Find it! Power strips

What are the culprit devices? Those that have remote controls, timers, instant-on features, clocks, microprocessors, and memories are all affected.

Before you buy

Power strips make the most sense where you've got a group of electronics or appliances close together, like all the power cords used for your TV, set-top boxes, DVDs, your stereo system, or computer set up. Read the owner's manuals first, especially with TVs, to make sure really being turned off won't affect the product performance. Some TVs may need to remain plugged in so they can download program guides. If one device must be kept on, plug it into a wall outlet or separate power strip.

Installing power strips help you go green because...

  • By pushing the switch to off on your power strips, you'll reduce or eliminate your household's phantom electricity load.

American households use about 43 billion kWh of electricity annually to power appliances and electronics that are turned off.[1] This stealthy electricity use sends more than 87 billion pounds of heat-trapping carbon dioxide sky high annually and costs Americans almost $6 billion each year.[2]

On an individual basis, vampire energy amounts to approximately 5 to 10 percent of a home's electricity use.[2] That may not sound like a lot, but if you could get back that 10 percent of electricity that gets sucked from the power grid, it would be like getting a month or so of free electricity.[3] Or it would be like keeping the pollution from more than 6 million cars out of the air.[4]
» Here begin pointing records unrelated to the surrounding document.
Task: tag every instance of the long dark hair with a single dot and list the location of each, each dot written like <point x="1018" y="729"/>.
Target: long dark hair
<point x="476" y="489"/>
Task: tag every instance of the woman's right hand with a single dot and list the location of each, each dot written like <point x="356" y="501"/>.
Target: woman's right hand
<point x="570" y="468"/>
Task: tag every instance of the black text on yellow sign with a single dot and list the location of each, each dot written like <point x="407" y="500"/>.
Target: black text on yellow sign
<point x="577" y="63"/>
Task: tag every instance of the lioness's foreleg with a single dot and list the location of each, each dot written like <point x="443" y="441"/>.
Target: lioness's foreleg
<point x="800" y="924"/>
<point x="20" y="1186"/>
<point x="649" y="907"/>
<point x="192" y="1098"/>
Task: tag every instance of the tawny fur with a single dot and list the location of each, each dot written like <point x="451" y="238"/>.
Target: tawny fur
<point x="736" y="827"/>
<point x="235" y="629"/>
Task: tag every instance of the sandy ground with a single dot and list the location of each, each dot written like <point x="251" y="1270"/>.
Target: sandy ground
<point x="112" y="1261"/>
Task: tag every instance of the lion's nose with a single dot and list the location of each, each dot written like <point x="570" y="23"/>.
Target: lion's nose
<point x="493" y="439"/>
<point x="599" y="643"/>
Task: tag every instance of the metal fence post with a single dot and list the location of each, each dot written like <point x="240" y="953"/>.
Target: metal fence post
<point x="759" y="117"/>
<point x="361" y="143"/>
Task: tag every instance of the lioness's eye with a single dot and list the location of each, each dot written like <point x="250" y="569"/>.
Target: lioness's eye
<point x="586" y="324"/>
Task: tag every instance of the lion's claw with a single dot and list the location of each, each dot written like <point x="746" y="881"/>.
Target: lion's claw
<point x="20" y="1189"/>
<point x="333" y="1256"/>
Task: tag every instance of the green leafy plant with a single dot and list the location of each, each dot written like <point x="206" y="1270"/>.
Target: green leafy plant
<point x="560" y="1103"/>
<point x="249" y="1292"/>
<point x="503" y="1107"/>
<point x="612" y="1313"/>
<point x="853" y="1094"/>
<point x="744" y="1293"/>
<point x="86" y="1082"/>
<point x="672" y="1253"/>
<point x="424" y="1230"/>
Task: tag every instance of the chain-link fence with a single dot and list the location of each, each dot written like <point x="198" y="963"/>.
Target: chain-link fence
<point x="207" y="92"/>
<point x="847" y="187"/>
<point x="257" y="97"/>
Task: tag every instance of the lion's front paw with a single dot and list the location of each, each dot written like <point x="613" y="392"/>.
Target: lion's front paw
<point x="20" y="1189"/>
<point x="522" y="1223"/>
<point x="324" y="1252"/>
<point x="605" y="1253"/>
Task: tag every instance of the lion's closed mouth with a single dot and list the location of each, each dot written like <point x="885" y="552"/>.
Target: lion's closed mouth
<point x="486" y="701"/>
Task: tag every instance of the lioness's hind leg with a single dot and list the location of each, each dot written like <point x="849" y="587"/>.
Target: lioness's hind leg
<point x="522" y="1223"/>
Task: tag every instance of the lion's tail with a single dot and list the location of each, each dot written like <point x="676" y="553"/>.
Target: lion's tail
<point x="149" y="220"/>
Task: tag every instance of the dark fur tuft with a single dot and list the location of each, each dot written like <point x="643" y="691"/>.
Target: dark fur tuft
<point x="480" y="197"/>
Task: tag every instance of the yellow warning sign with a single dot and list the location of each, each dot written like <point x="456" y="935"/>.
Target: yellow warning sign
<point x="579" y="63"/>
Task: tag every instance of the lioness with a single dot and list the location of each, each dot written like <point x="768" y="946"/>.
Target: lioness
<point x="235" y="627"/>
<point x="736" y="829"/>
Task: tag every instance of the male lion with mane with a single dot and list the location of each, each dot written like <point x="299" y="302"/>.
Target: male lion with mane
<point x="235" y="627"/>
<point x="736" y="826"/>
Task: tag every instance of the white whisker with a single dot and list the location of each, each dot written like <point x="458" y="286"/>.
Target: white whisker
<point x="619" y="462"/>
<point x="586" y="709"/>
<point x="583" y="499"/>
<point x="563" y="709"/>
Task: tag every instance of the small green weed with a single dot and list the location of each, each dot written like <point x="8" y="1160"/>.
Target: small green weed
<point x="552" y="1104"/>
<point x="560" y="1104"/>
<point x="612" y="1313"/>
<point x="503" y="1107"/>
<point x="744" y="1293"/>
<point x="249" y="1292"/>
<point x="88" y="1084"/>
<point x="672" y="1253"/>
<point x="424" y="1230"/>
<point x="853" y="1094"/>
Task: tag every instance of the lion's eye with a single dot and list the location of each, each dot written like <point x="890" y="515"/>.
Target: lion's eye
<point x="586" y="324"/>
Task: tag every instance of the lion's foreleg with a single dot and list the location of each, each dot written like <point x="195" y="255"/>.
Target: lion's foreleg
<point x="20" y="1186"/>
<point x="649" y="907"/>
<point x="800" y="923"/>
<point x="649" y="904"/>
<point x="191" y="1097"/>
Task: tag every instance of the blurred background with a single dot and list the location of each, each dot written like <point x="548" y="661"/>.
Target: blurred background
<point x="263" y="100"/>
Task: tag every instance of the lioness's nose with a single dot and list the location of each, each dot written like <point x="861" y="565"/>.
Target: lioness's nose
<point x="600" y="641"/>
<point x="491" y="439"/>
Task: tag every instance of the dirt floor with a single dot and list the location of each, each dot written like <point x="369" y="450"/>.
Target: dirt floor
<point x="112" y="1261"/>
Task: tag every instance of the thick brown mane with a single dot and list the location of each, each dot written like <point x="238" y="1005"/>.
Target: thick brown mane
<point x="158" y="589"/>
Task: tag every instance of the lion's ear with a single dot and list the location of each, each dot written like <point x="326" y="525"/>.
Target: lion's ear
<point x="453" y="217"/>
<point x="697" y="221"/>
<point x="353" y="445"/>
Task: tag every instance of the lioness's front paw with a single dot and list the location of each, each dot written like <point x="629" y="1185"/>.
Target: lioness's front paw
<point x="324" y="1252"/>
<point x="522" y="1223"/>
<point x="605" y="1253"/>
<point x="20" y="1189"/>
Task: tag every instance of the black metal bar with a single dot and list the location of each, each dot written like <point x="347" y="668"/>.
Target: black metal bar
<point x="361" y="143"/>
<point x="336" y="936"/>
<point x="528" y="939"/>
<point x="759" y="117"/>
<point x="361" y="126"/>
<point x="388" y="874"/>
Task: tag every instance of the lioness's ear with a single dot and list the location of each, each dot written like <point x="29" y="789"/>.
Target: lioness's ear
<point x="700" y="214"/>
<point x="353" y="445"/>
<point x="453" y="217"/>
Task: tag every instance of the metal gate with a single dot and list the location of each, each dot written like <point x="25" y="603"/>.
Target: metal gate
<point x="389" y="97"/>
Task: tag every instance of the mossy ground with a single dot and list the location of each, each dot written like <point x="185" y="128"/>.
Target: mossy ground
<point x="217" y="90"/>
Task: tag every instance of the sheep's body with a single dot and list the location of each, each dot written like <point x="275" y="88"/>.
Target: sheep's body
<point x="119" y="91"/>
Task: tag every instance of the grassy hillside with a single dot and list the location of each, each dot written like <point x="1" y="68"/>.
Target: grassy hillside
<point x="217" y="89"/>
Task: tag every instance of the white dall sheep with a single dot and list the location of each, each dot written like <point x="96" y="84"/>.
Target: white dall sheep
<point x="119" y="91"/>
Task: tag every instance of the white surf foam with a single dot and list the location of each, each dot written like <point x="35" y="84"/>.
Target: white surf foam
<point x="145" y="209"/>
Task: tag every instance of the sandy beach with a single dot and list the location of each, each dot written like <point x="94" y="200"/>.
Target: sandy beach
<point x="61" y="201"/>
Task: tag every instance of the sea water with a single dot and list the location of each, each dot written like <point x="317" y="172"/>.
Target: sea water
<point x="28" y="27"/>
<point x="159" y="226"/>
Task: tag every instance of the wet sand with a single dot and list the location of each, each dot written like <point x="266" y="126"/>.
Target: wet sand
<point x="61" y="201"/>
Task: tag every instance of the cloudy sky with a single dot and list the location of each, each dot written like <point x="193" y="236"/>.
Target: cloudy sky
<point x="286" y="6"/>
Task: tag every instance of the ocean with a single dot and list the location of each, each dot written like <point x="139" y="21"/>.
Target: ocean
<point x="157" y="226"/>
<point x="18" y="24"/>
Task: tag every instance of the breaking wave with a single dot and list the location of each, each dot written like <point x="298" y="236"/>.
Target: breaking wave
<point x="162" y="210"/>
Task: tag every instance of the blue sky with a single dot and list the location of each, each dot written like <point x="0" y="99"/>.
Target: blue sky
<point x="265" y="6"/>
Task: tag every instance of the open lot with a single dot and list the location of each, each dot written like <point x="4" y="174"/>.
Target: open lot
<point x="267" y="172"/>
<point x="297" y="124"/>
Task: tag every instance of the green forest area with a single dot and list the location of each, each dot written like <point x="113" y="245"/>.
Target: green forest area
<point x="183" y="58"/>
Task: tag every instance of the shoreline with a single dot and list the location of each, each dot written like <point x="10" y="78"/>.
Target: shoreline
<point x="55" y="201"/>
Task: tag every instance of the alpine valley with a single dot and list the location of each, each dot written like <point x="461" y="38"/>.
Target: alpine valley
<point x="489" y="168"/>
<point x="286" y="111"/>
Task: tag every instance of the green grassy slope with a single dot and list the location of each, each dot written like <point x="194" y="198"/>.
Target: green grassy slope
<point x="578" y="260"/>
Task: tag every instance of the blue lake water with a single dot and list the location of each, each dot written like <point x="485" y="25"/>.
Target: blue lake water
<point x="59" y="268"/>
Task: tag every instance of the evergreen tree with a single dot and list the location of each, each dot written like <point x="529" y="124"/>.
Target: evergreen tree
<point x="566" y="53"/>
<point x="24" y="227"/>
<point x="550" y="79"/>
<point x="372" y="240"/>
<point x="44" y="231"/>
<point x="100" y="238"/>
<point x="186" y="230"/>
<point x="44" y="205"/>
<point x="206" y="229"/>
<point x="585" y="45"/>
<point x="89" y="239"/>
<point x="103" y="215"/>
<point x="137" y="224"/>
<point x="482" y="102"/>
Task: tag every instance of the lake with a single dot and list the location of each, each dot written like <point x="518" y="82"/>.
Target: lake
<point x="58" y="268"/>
Chargers for all kinds of devices, including cell phones, digital cameras, iPods, and other music players and power tools, use power as long as they're plugged in. Among the biggest offenders are cable boxes, dishwashers, security systems, DVDs, VCRs, and televisions.[4] Americans spend $750 million on electricity use in televisions that are turned off.[1] In a typical US home, a quarter of the electricity used to juice up electronics is expended during the products' down time.[5]